The man at the fire adopted a playful pout. "She was a perfectly wonderful guest," he offered defensively, but said no more. It didn't matter if she didn't even come up to his waist, he knew better than to rile her up too much. There was a modern joke to be made regarding her honey colored hair and her animal identity, and it suited her to a T...or would it be a B? Or possibly P?

"Did I hear someon' mention food?" the giant of a man all but bellowed as he marched into the camp, towering over the others by more than double their height and yet sitting down among them without a care. "After what I've seen, ah could really go fer a drink."

"Of course you could," the urbane man stated, handing over a mug that he pulled from nowhere, one that was nearly as big as his torso. "So what were you out looking at?"

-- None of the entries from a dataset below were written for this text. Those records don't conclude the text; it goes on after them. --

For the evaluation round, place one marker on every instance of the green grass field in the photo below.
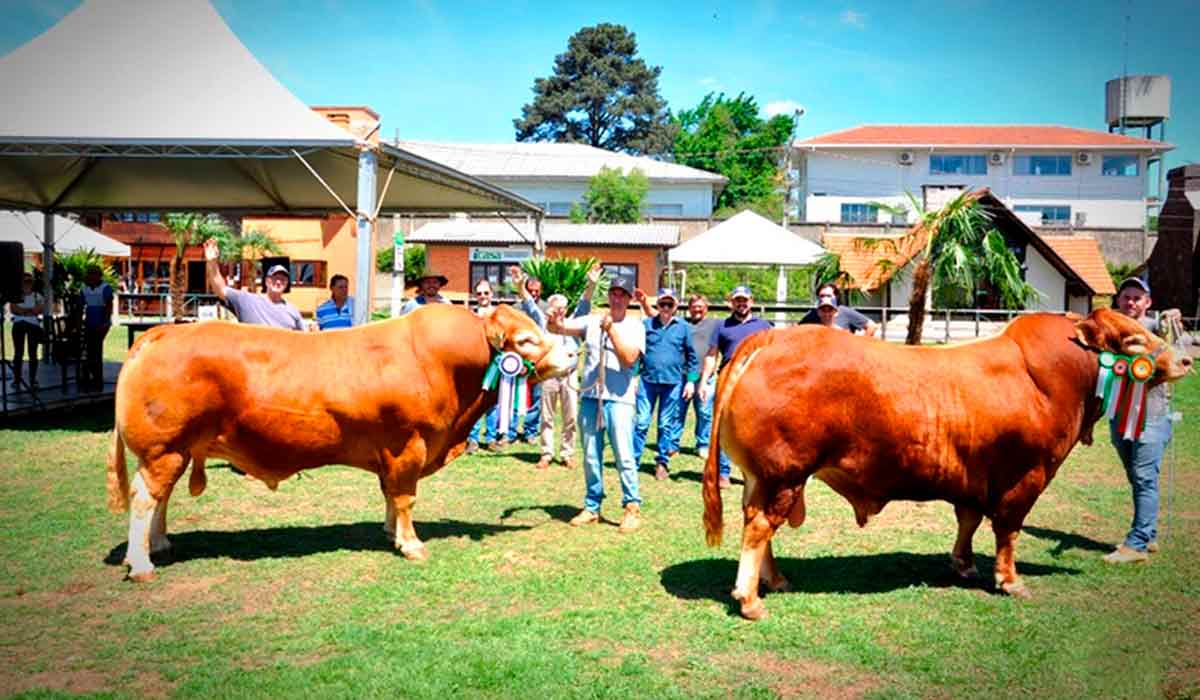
(298, 592)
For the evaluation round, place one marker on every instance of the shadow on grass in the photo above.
(292, 542)
(85, 418)
(561, 513)
(1067, 540)
(864, 574)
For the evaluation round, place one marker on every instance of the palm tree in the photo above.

The giant of a man set down the crib before taking the mug and chugging the entirety of its contents in one mouthful. "That brat o' yours, Sally. He's gone and made a right mess o things."

At the mention of the 'brat', the other three's faces twisted into expressions of distaste and disapproval. "What sort of mess?" 'Sally' inquired worriedly.

"And...why did you bring back a child, Goody?" Rowie inquired curiously, glancing into the crib to take a peek at the young one.

"He's the mess," Goody stated gruffly. "The brat offed the boy's folks, then blew himself up. And he's gone and done somethin' ta mean he ain't actually gone, ta boot!"

Sally's face twisted into a disgusted sneer. "Of course he has..." he grumbled under his breath. "After what he did with Berasha, why should I be surprised? ...still owe her a proper apology when I can..."

"Since he's one o' yours, Sally, that makes this our mess ta clean up," Goody pointed out ruefully as the one called 'Puffy' lifted the child from the crib, cradling him against her chest.

"Well, then we'll just have to do that," she stated happily, sitting down and rocking the child to sleep. "I think we're cut out to be parents, wouldn't you say? It wouldn't be the first time for any of us."

"It has been a while, though," Rowie pointed out thoughtfully.

"Then we'll just have to find a book on it, won't we?" Puffy offered with a smirk, setting the two men to chuckling while Rowie briefly perked up before glowering at her.

When the trail was followed the next day, the only thing that was found was the crib, and no sign that anyone else had been there.